Israel says three Palestinian suspects arrested over deadly blast
Israeli security forces on Saturday said three Palestinian suspects had been arrested in the murder of an Israeli teenager in a bombing in the occupied West Bank in August.
Statements by domestic security agency Shin Bet and the police alleged the three were active members of the Popular Front for the Liberation of Palestine (PFLP), designated a "terrorist group" by Israel, the US and the European Union, AFP reported.
The bomb exploded on 23 August near a spring that serves as a swimming pool near the illegal Jewish settlement of Dolev, northeast of Ramallah, killing 17-year-old Israeli Rina Shnerb and wounding her father and brother.

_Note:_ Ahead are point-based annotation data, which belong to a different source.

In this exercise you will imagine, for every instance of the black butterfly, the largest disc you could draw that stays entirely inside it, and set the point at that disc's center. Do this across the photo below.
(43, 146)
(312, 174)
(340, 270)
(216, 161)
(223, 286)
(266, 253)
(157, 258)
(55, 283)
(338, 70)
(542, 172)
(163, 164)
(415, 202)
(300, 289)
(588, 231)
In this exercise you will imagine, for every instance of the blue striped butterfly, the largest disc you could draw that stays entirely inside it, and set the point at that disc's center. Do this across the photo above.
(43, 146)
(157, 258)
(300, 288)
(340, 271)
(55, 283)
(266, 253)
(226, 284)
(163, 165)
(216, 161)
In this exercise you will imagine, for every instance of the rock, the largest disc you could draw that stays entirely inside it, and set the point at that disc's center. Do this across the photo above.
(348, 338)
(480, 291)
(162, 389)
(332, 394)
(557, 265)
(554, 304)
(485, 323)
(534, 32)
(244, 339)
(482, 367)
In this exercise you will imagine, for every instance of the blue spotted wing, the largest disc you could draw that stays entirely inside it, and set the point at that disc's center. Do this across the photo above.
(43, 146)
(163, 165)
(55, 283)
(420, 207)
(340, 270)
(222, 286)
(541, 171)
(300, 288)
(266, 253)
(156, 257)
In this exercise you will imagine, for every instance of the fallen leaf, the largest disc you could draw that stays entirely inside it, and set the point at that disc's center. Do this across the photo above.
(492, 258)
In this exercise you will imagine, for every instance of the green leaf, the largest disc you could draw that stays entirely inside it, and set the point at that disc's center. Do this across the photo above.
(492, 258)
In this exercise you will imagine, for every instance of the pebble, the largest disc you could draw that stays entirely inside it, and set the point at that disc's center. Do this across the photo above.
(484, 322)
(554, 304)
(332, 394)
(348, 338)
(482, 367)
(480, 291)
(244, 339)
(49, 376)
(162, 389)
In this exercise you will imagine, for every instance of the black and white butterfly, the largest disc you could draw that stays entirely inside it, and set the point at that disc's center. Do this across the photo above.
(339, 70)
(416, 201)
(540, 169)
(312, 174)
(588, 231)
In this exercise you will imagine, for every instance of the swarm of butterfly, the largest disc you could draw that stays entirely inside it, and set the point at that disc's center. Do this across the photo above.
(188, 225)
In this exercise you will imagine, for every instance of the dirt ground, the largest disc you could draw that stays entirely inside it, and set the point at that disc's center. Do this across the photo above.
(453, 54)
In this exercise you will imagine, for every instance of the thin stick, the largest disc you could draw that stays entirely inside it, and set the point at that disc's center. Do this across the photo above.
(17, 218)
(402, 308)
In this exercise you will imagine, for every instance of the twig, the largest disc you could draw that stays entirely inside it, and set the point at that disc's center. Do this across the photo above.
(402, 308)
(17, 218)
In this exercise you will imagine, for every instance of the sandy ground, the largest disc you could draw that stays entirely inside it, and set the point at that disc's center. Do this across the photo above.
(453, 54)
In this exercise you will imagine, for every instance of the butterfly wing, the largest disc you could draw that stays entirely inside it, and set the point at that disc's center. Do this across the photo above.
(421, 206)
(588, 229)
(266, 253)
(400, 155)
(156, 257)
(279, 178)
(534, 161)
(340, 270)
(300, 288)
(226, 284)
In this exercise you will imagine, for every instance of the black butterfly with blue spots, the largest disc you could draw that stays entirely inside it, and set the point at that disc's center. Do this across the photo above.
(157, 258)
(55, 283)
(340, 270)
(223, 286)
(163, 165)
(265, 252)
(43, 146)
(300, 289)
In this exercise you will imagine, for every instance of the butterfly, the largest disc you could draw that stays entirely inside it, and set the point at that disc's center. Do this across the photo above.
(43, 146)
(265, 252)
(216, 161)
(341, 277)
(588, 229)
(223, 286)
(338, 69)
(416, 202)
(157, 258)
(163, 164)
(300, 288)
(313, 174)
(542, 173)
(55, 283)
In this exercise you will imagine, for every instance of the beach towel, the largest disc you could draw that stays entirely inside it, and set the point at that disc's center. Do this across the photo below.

"In a joint operation between Shin Bet, the army and the Israeli police, the perpetrators of the... attack have been found and arrested," the domestic security agency and police said in near-identical statements on Saturday.
The statements identified the Palestinian suspects as "residents of the Ramallah area active within the" PFLP.
The mastermind behind the attack was alleged to be 44-year-old Samar Arvid from Ramallah, who is considered one of PFLP’s senior officials in the West Bank, Israel's Ynet news website reported.
According to the military, Arvid built the bomb and detonated it when he noticed the Shnerb family approaching the area. He had been arrested in the past, primarily during the Second Intifada of 2002-2005, Ynet added.
The PFLP carried out several plane hijackings in the 1960s and 1970s but has lost traction in recent years in the Palestinian territories. Shin Bet added that the "cell was preparing other attacks when the arrests occurred, notably gun attacks and kidnappings".
The police said that the arrests of the three had taken place "several weeks ago", without giving specific dates.
Security forces had said the day after the bomb attack that several suspects had been arrested and transferred for further questioning.
No Palestinian group has taken responsibility for the blast.
Israeli Prime Minister Benjamin Netanyahu on 26 August ordered hundreds of new settler homes to be built near the site of the bomb attack.
Palestinians sporadically attack Israelis in the West Bank, which has been occupied by Israel since 1967, but bomb attacks have been rare. Palestinian attacks have mostly involved guns, knives and car rammings.
More than 600,000 Jews live in about 140 settlements built in the West Bank since Israel occupied the territory in the 1967 Middle East war. Israeli settlements in the West Bank, where about 2.5 million Palestinians live, are illegal under international law.